[
https://issues.apache.org/jira/browse/STANBOL-498?page=com.atlassian.jira.plugin.system.issuetabpanels:comment-tabpanel&focusedCommentId=13287496#comment-13287496
]
Suat Gonul commented on STANBOL-498:
------------------------------------
With my last commit, I have checked in the file based implementation for the
Store interface. That commit also includes a Apache Derby based revision
management mechanism and serialization/deserialization mechanism for content
parts. Comments are very welcome for the implementation.
>From now on, I'm planning to write some tests and afterwards continue with the
>indexing part.
> Contenthub: Enhanced ContentItem Store
> --------------------------------------
>
> Key: STANBOL-498
> URL: https://issues.apache.org/jira/browse/STANBOL-498
> Project: Stanbol
> Issue Type: Sub-task
> Components: Content Hub
> Reporter: Rupert Westenthaler
>
> Simple Storage interface for enhanced ContentItems.
> This Store is used to
> 1. save the ContentItems after they are enhanced by the Enahncer
> * The Blobs (original content and transcoded versions)

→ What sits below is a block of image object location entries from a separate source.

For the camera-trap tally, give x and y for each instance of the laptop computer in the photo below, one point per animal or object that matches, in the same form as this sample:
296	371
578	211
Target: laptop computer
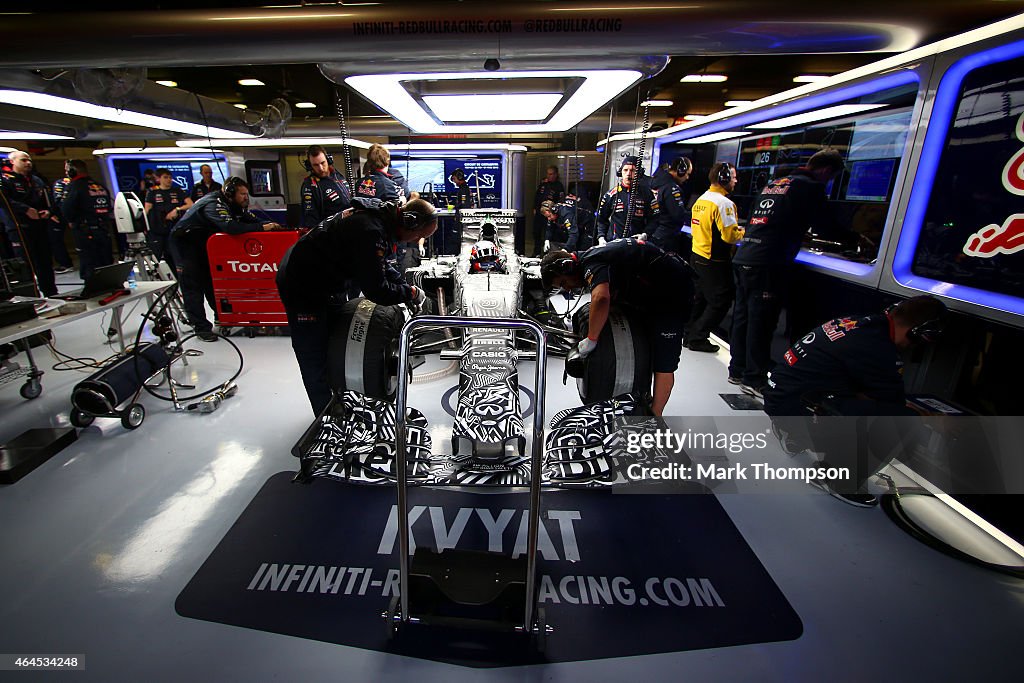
104	280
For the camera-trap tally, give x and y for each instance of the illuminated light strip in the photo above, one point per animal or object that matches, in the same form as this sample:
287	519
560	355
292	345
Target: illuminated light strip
817	115
599	87
46	102
29	135
943	110
279	142
960	508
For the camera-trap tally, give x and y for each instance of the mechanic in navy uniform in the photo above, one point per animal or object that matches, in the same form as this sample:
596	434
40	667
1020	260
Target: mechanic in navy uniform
672	211
206	185
850	367
348	251
223	211
383	182
549	189
762	267
324	191
164	206
613	209
58	225
639	276
570	223
88	208
28	220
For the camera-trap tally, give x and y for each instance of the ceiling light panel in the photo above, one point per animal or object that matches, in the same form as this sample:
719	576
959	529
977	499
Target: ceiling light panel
704	78
816	115
46	102
28	135
391	93
508	107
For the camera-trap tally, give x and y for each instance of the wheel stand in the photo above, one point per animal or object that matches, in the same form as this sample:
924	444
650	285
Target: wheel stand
461	588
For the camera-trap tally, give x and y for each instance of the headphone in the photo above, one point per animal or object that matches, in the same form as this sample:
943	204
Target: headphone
231	185
725	174
627	160
681	165
927	332
309	167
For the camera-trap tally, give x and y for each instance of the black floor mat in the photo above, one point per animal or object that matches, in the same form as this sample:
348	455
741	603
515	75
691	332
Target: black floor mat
620	574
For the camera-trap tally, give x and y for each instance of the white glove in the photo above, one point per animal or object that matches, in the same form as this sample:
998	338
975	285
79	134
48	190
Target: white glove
586	346
419	296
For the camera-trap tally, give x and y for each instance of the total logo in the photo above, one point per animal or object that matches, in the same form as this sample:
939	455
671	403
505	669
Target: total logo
242	266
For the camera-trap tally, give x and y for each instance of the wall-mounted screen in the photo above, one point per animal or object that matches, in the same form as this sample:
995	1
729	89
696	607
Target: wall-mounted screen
869	180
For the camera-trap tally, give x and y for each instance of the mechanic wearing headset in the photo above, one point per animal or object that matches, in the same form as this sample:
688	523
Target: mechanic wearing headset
762	268
324	191
549	189
673	214
224	211
570	222
850	367
388	184
613	210
715	230
89	210
349	250
635	275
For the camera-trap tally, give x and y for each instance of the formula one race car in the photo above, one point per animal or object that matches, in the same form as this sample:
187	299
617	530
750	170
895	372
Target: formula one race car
354	438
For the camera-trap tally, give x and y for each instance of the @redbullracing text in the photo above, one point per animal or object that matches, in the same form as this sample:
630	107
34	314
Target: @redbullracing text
574	590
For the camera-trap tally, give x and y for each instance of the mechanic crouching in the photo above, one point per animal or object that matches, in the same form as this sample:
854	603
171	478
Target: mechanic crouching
851	367
349	250
638	276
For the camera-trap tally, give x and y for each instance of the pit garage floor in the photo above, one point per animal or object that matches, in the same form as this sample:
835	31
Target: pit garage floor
99	541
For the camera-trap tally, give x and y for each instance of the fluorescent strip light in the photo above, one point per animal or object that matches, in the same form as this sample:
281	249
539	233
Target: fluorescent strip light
507	107
27	135
388	92
816	115
46	102
713	137
179	150
279	142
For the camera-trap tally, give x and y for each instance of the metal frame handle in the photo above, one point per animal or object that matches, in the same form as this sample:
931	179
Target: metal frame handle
536	457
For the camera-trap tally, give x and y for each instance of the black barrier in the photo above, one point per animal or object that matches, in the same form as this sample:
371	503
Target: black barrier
621	574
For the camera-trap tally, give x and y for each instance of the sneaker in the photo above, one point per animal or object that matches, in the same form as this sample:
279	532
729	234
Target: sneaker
790	445
756	391
704	345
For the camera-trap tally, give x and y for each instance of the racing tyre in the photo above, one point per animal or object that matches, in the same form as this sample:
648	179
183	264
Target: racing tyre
621	364
364	349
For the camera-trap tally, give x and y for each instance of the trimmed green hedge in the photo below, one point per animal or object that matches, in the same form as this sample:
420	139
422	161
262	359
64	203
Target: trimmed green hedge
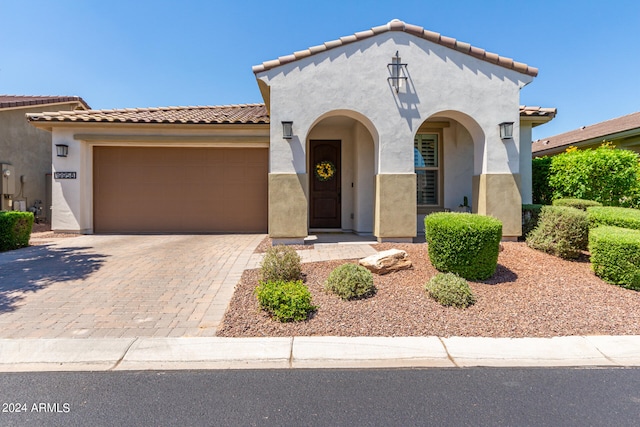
15	229
463	243
614	216
561	231
576	203
286	301
530	217
350	281
615	255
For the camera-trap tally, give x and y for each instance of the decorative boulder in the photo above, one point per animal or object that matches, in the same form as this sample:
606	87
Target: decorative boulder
386	261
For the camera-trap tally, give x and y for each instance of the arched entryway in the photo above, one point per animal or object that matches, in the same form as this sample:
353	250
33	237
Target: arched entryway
341	165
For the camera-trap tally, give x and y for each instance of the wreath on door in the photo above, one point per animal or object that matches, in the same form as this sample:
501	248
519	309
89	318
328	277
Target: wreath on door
325	170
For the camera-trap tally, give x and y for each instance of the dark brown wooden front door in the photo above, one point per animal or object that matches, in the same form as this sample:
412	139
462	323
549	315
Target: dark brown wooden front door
325	185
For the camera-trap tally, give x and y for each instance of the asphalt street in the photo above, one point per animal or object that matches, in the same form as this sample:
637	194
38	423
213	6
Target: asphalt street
310	397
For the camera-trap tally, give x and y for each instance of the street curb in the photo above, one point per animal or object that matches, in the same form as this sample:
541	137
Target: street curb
122	354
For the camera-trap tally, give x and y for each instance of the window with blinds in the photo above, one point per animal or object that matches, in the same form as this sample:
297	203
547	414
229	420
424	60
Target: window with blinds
427	169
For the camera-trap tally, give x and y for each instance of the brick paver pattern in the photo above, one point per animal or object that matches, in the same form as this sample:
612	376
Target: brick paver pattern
122	286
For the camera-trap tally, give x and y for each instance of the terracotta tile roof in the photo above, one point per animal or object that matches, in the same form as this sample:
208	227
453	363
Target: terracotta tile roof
232	114
12	101
415	30
529	111
598	131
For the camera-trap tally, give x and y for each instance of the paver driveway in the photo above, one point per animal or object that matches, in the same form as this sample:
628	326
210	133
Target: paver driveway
122	286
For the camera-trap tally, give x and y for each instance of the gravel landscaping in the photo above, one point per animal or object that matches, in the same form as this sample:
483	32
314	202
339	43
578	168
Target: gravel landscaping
532	294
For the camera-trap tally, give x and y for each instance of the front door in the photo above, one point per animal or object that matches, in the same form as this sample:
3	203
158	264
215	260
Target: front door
324	185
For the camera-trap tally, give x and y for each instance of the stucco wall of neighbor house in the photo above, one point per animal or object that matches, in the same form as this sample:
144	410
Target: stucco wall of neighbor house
441	81
28	149
72	199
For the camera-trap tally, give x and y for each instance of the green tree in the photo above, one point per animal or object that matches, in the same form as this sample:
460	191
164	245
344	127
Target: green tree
604	174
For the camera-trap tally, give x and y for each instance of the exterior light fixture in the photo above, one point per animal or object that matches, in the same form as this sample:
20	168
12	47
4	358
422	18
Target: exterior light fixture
506	130
62	150
287	130
398	72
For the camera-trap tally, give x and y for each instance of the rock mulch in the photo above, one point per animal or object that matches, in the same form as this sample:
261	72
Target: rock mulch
532	294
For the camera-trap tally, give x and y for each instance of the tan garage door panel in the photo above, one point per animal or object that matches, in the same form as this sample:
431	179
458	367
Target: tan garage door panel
183	190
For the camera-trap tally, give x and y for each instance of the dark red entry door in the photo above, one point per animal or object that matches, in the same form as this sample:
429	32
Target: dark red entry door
325	185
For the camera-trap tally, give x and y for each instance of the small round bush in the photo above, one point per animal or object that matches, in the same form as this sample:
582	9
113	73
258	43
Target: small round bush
280	263
462	243
350	281
561	231
615	255
449	289
614	216
576	203
286	301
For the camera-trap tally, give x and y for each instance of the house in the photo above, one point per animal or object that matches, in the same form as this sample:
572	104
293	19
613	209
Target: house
25	152
623	132
365	134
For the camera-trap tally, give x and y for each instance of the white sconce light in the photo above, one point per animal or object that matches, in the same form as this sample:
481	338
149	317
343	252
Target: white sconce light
506	130
287	130
398	72
62	150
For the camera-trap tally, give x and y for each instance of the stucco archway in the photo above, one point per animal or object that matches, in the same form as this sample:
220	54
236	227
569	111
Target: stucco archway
357	140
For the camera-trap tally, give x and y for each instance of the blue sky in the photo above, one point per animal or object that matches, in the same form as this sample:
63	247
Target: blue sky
142	53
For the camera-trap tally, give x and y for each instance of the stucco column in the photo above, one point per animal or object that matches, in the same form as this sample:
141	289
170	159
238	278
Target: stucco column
498	195
288	208
395	208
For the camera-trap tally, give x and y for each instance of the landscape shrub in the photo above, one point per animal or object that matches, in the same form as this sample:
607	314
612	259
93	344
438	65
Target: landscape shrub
449	289
15	229
350	281
463	243
562	231
604	174
280	263
615	255
530	216
540	172
285	300
614	216
576	203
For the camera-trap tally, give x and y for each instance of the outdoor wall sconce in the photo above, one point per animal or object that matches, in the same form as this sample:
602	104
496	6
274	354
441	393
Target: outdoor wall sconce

> * The Metadata (Enhancement Results)
> 2. retrieve ContentItems while semantic indexing
> * Iterator over the IDs
> * Get ContentItem by ID
> This store is NOT intended to be used for search! It is only used for ID
> based lookup.
> Implementations:
> -----------------------
> * CMS Adapter: An implementation based on the CMS Adapter provides the
> possibility to store the Enhancement Results directly within the CMS.
> Typically this will be the CMS also sending the request to the Contenthub,
> but this is no requirement.
> * Clerezza based implementation: Clerezza - as RDF based CMS - provides the
> required functionality to store both the content AND the metadata of the
> contentItem
> * File based: Simple file based storage without any external dependencies.
> This could be used as default and for testing
> Interface:
> -------------
> The interface will be based-on/replace the
> [Store](http://svn.apache.org/repos/asf/incubator/stanbol/trunk/contenthub/servicesapi/src/main/java/org/apache/stanbol/contenthub/servicesapi/store/Store.java)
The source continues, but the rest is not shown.